Étonnant, cependant, qu'un tel texte ait été adressé en priorité à Michel Sapin, ministre du Travail, de l'Emploi, de la Formation professionnelle et du Dialogue social, plutôt qu'à sa collègue Marisol Touraine, en charge des Affaires sociales et de la Santé, voire à Marie-Andrée Carlotti, ministre déléguée aux Personnes Handicapées. Même si ces dernières (ainsi que le chef du gouvernement, Jean-Marc Ayrault) soient également destinataires de la lettre. “Marie-Andrée Carlotti n'est qu'une ministre déléguée, observe sans ambages la CGT-Fiph, sa nomination est, bien entendu, une bonne nouvelle pour les associations représentatives des personnes handicapées, mais elle ne pourra prendre en charge seule l'initiative de l'abrogation que nous souhaitons."
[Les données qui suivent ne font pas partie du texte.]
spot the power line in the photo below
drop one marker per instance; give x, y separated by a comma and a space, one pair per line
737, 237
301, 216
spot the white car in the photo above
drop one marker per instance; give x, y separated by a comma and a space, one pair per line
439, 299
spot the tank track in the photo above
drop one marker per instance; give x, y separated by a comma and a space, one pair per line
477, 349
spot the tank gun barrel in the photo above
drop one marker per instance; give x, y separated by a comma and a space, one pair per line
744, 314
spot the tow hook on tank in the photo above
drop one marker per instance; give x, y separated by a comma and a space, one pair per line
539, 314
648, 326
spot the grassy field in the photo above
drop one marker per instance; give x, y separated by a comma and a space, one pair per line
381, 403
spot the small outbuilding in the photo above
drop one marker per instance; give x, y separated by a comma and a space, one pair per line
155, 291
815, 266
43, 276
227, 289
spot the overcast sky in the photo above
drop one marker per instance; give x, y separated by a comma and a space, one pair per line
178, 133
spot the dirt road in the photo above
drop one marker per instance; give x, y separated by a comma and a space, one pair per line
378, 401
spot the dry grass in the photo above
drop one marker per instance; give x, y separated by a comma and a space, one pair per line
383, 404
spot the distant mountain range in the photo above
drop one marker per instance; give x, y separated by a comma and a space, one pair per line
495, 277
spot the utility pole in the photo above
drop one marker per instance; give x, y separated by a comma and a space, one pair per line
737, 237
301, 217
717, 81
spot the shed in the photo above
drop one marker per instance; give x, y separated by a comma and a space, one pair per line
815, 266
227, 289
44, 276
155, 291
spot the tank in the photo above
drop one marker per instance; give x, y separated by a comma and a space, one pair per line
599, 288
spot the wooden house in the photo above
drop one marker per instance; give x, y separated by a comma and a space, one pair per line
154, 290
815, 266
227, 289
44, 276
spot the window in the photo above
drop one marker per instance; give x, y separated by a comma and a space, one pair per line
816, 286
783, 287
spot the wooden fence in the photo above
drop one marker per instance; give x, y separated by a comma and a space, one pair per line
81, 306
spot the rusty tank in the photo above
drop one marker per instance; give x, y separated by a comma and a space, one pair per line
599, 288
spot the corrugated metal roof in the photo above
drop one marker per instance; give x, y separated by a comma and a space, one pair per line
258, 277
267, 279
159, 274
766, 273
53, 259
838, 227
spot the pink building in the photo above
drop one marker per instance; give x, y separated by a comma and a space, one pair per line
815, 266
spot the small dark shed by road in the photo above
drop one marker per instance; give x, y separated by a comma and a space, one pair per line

Arnaud de Broca, lui aussi, se réjouit de l'appui que pourra apporter une ministre dédiée aux personnes handicapées, mais regrette que son portefeuille dépense de celui des Affaires sociales. “Le handicap dépasse le cadre des affaires sociales, considère le secrétaire général de la Fnaph. De quelle autorité disposent Marisol Touraine et Marie-Andrée Carlotti sur le logement ou l'Éducation nationale ? D'aucune. À titre personnel, j'aurais préféré voir la nomination d'un Haut-commissaire placé directement sous l'autorité du Premier ministre, ce qui aurait pu créer une véritable transversalité entre tous les ministères concernés."

L'association qu'il préside, cependant, a d'ores et déjà rencontré Marie-Andrée Carlotti, à l'occasion d'une première visite de présentation. Pour l'instant, Michel Sapin n'a pas encore convenu d'une date de rencontre avec les signatures, ni annoncé sa décision concernant le texte incriminé, mais la situation aura permis, selon Solange Fasoli, d'établir un “consensus remarquable entre les organisations syndicales, les associations et même les représentants des employeurs, même si ces derniers ne sont pas signataires de l'appel".

Les signataires

Outre les cinq confédérations syndicales représentatives (CGT, CFE-CGC, CFDT, CFTC, FO), les signataires sont la FSU, l'Unsa, l'Union nationale des associations de parents, de personnes handicapées mentales et de leurs amis (Unapei), l'Association des paralysés de France (APF), la Confédération française pour la promotion sociale des aveugles et amblyopes (CFPsaa), l'Association pour adultes et jeunes handicapés (Apajh), l'Union nationale pour l'insertion sociale du déficient auditif (Unisda) et la Fédération nationale des accidentés du travail et des handicapés (Fnath).